Moreover, the satellite population is set to keep growing. While in 2019 about 13,700 objects (including space junk) zoomed around the planet in low Earth orbit (LEO), at altitudes below 1,200 miles (2,000 kilometers), that number has since risen to 24,185 objects in 2025, an increase of 76%, according to the study. By the end of this decade, some 70,000 satellites may reside in LEO, according to industry growth predictions, representing a more than fivefold increase compared to the 2019 situation.

The study team members said that they selected 10 collision-avoidance maneuvers per month as a threshold at which satellite operation may become too complicated to be beneficial.

“Operators don’t want to be spending all their time worrying about collision avoidance,” study co-author Maya Harris, a research assistant and science graduate of the Massachusetts Institute of Technology (MIT), told Space.com. “They don’t want to spend all of their propellant doing maneuvers.”

The researchers used data from the catalog of space objects maintained by U.S. Space Command and modeled the likelihood of a collision for each pair of objects, satellites and debris alike, residing in the same orbital region.

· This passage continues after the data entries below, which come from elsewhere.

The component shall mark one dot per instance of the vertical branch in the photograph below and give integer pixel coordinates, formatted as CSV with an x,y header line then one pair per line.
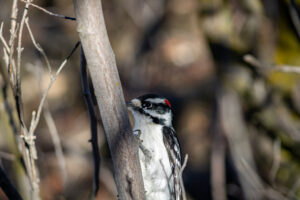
x,y
218,181
8,187
93,121
236,132
105,78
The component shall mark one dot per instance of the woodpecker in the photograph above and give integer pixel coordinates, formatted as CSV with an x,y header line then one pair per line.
x,y
159,152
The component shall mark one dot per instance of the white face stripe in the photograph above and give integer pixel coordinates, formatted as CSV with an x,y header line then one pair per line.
x,y
167,116
156,100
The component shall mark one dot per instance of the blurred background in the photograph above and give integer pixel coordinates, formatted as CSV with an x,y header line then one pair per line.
x,y
219,62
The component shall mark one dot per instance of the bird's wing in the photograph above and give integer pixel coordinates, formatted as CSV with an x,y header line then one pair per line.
x,y
174,153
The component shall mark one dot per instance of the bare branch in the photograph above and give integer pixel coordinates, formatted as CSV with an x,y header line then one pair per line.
x,y
37,46
56,142
110,99
218,179
261,66
276,159
48,12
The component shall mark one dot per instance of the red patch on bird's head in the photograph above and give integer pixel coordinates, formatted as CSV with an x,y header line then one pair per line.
x,y
168,102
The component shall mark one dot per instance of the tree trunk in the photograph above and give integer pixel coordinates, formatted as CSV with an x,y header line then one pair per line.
x,y
106,82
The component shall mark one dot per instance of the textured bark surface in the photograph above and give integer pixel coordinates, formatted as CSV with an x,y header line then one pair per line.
x,y
106,82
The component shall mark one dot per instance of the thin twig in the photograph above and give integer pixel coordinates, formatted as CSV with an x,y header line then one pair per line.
x,y
48,12
261,66
7,156
276,159
6,47
35,119
56,142
13,34
37,46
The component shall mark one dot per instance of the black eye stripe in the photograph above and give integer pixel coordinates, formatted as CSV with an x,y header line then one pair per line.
x,y
155,120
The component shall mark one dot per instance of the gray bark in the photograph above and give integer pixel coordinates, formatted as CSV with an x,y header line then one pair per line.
x,y
105,78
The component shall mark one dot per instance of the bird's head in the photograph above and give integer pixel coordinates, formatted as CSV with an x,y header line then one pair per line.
x,y
151,108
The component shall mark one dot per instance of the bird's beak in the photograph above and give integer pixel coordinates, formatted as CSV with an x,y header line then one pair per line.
x,y
129,104
134,103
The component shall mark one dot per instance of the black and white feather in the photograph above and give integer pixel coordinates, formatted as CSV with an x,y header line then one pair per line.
x,y
162,163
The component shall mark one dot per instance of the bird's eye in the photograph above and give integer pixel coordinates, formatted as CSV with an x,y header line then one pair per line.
x,y
147,105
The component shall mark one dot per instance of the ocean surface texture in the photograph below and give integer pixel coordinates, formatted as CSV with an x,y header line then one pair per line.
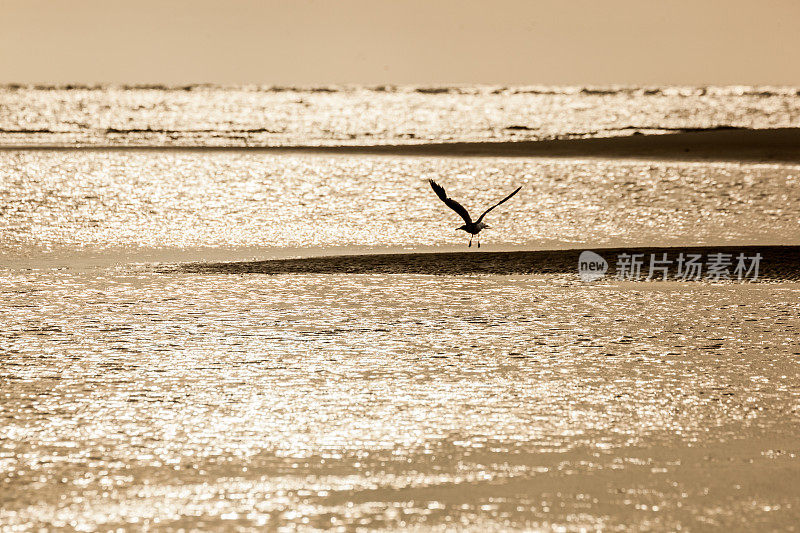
x,y
137,393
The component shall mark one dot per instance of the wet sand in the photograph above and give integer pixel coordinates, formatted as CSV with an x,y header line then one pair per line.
x,y
778,263
723,144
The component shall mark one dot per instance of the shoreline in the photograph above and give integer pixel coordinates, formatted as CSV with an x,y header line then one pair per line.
x,y
746,145
778,263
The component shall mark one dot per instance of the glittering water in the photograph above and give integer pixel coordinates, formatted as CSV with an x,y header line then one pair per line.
x,y
135,397
400,401
106,201
207,115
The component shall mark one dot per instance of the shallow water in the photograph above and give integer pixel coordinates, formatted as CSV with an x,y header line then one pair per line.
x,y
114,202
246,116
134,396
396,401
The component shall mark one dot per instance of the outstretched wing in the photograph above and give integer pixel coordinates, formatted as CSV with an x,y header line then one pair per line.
x,y
452,204
498,203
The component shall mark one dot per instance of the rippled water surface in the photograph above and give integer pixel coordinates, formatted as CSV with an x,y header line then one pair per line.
x,y
400,401
242,116
138,396
104,201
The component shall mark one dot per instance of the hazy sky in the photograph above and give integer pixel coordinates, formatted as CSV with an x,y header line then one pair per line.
x,y
401,42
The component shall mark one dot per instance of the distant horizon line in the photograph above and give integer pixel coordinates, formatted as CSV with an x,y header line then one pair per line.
x,y
433,88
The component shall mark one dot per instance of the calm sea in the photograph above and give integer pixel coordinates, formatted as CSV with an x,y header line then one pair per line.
x,y
137,398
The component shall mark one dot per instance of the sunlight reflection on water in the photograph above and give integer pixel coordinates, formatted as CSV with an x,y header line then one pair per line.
x,y
112,200
392,401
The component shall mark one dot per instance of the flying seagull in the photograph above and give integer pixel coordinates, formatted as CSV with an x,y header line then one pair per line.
x,y
473,228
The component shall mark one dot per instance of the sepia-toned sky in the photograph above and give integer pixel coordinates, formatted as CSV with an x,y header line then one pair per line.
x,y
578,42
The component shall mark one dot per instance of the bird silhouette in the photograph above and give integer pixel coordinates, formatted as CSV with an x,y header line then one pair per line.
x,y
473,228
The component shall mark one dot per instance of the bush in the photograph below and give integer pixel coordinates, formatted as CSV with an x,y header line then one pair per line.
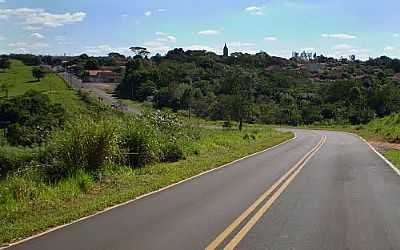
x,y
85,144
29,118
139,143
171,152
18,188
14,158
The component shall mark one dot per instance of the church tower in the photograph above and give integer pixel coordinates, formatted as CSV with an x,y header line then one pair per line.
x,y
226,51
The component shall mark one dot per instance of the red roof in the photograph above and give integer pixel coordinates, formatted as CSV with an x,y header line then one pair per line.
x,y
97,72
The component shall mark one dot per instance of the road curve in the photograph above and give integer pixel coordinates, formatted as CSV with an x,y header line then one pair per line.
x,y
338,195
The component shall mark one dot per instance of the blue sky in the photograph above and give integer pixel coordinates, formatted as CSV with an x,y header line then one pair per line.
x,y
336,27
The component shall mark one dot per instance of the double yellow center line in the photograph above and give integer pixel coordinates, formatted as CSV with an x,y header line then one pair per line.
x,y
272,194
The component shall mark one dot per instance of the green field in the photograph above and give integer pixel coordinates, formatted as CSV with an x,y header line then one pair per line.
x,y
20,79
394,157
39,206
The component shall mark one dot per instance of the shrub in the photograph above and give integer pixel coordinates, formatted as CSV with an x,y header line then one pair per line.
x,y
18,188
85,144
14,158
29,118
171,152
139,143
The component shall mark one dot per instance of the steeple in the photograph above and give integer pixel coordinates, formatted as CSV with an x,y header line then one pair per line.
x,y
226,51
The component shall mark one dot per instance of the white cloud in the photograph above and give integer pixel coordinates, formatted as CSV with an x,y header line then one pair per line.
x,y
244,47
389,48
152,12
159,33
161,44
37,36
308,49
339,36
270,39
200,47
24,47
35,19
342,47
255,10
208,32
32,28
165,37
105,49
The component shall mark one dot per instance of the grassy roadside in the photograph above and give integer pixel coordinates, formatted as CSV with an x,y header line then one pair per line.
x,y
393,156
20,79
42,206
368,133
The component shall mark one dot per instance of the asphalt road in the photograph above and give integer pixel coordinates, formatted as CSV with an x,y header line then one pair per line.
x,y
93,88
340,196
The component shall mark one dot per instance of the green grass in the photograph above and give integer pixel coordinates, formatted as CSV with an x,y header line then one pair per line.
x,y
394,157
21,80
28,206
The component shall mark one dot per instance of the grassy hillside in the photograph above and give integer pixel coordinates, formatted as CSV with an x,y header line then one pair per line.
x,y
387,127
97,159
28,206
20,79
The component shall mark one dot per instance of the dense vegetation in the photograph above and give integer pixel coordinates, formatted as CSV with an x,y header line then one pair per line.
x,y
261,88
63,155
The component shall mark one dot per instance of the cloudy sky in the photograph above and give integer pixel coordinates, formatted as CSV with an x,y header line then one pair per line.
x,y
337,28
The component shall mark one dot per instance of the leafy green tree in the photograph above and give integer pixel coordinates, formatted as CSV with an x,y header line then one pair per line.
x,y
30,118
37,73
4,63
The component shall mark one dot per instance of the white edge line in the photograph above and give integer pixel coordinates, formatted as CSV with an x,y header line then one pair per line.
x,y
143,196
395,169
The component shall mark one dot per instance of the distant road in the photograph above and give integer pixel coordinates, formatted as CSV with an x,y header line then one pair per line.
x,y
106,98
322,190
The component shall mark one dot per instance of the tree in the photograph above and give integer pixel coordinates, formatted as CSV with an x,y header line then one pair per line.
x,y
140,51
4,63
37,73
92,64
4,87
242,87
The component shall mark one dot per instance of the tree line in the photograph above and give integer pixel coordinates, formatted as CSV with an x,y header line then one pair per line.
x,y
262,88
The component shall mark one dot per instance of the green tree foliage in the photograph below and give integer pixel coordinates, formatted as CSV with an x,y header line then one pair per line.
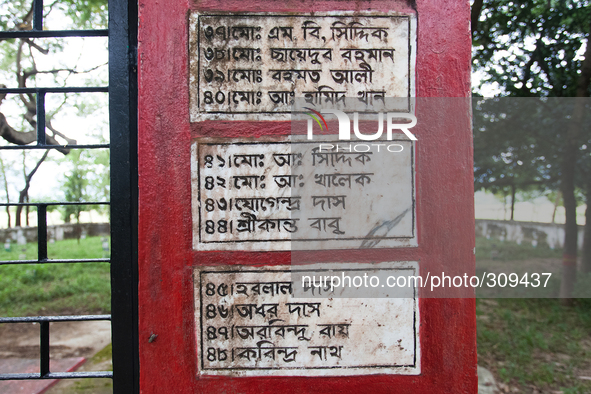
x,y
41,62
536,48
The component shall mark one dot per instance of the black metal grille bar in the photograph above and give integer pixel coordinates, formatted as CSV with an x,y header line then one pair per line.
x,y
34,204
45,372
53,33
123,114
54,261
123,24
42,232
56,375
38,15
39,319
44,348
57,89
95,146
42,257
41,117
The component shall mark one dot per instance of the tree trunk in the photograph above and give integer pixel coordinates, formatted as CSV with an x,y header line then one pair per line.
x,y
512,201
23,195
586,266
569,260
556,205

Every time two objects came within less than 66 feet (200 meters) of each other, the researchers noted the event as requiring a collision-avoidance maneuver

The new study found that satellites orbiting at certain altitudes face more congestion than others. In orbital regions between the altitudes of 25 miles and 370 miles (400 to 600 km) and 435 miles and 500 miles (700 and 800 km), many satellites are already forced to dodge collisions more than 10 times per month.

“Although most of the orbit is not yet at capacity, some regions already are,” said Harris. “The two most affected areas are between 400 and 600 kilometers, where many active satellites are, and then between 700 and 800 kilometers, where there is a lot of space debris.”